The SIFT descriptor.


The Local Intensity Order Pattern descriptor. See VL_LIOP() for the parameters affecting this descriptor. All LIOP parameters can be used as input to VL_COVDET(), prefixed by the 'Liop' string (e.g. 'LiopIntensityThrehsold').


Raw patches. In this case, each column of D is a stacked square image patch. This is very useful to compute alternative user-defined descriptors.

The following parameters can be used to control the produced descriptors:

PatchResolution 15 (SIFT) or 20 (LIOP, Patch)

The size of the patch R in pixel. Specifically, the patch is a square image of side 2*R+1 pixels.

PatchRelativeExtent 7.5 (SIFT), 10 (LIOP), or 6 (Patch)

The extent E of the patch in the normalized feature frame. The normalized feature frame is mapped to the feature frame F detected in the image by a certain affine transformation (A,T) (see VL_PLOTFRAME() for details). The patch is a square [-E, E]^2 in the normalize frame, and its shape in the original image is the (A,T) of it.

PatchRelativeSmoothing 1 (SIFT and LIOP), 1.2 (Patch)

The smoothing SIGMA of the patch in the normalized feature frame. Conceptually, the normalized patch is computed by warping the image (thought as a continuous signal) by the inverse of the affine transformation (A,T) discussed above, then by smoothing the wrapped image by a 2D isotropic Gaussian of standard deviation SIGMA, and finally by sampling the resulting signal.

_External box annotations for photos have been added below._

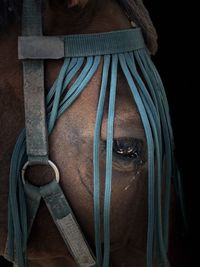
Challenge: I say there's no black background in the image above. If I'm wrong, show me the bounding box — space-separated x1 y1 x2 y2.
0 0 197 267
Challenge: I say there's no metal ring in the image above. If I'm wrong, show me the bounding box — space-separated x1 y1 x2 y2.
22 160 60 184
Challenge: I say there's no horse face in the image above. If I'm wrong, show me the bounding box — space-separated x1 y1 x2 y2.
42 62 147 253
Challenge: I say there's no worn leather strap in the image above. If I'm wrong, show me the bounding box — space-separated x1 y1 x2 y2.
24 180 96 267
22 0 48 164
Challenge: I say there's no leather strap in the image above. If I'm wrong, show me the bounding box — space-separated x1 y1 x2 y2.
24 180 96 267
22 0 48 164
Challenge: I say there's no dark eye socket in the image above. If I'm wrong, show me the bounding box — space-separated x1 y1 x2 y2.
113 138 143 161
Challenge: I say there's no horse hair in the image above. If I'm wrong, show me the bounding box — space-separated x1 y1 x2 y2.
0 0 157 54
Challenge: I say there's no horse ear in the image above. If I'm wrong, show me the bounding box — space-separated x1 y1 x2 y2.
68 0 89 8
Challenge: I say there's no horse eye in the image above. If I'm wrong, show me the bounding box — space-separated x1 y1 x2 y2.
113 138 142 160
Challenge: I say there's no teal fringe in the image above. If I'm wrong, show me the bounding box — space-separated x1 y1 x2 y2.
8 49 183 267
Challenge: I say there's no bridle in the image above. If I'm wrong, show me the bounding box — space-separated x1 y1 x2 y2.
7 0 183 267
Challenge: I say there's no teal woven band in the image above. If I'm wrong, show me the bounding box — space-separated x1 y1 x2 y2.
18 28 145 59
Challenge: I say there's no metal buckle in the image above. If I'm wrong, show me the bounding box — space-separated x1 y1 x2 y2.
21 160 60 184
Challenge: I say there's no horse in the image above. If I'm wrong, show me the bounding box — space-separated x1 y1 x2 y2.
0 0 184 267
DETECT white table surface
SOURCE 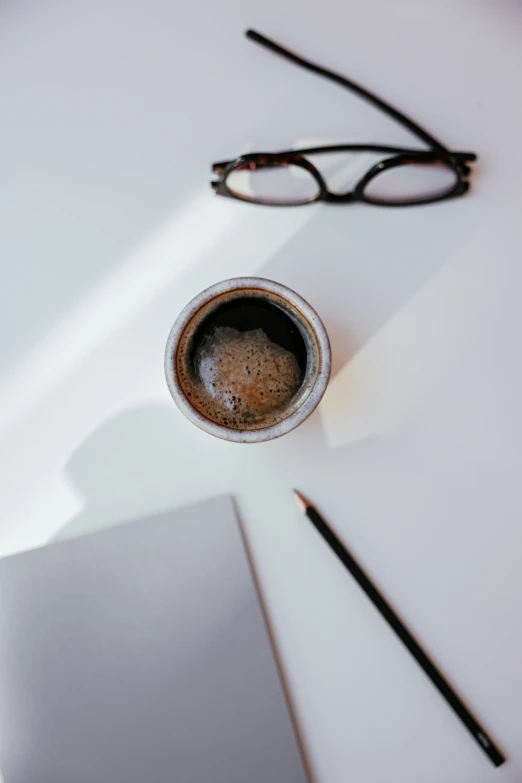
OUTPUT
[0,0,522,783]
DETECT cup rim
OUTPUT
[165,277,331,443]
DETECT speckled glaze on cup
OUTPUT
[165,277,331,443]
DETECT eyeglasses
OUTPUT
[211,30,477,207]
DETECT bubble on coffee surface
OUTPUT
[194,326,303,428]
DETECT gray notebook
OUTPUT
[0,498,307,783]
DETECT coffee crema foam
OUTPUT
[188,326,303,429]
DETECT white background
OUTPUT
[0,0,522,783]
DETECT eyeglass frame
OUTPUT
[210,30,477,207]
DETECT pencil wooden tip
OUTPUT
[294,489,312,514]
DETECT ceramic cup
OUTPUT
[165,277,331,443]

[F,D,INFO] = VL_COVDET(...) returns an additional structure INFO with the following members:


The peak scores of the detected features.


The edge scores of the detected features.


The peak score of the gradient orientation histograms used to assign an orientation to the detected features.


The peak score of the Laplacian measure used to select the scale of the detected features.


The Gaussian scale space (see VL_PLOTSS()).


The cornerness measure scale space (see VL_PLOTSS()).

In addition to the ones discussed so far, the function supports the following options:

OctaveResolution 3

The number of scale levels sampled per octave when constructing the scale spaces.

DoubleImage true

Whether to double the image before extracting features. This allows to detect features at minimum smoothing level (scale) of 0.5 pixels rather than 1.0, resulting in many more small features being detected.


If specified, it increases the verbosity level.


[1] D. G. Lowe, Distinctive image features from scale-invariant keypoints. IJCV, vol. 2, no. 60, pp. 91-110, 2004.

[2] K. Mikolajcyk and C. Schmid, An affine invariant interest point detector. ICCV, vol. 2350, pp. 128-142, 2002.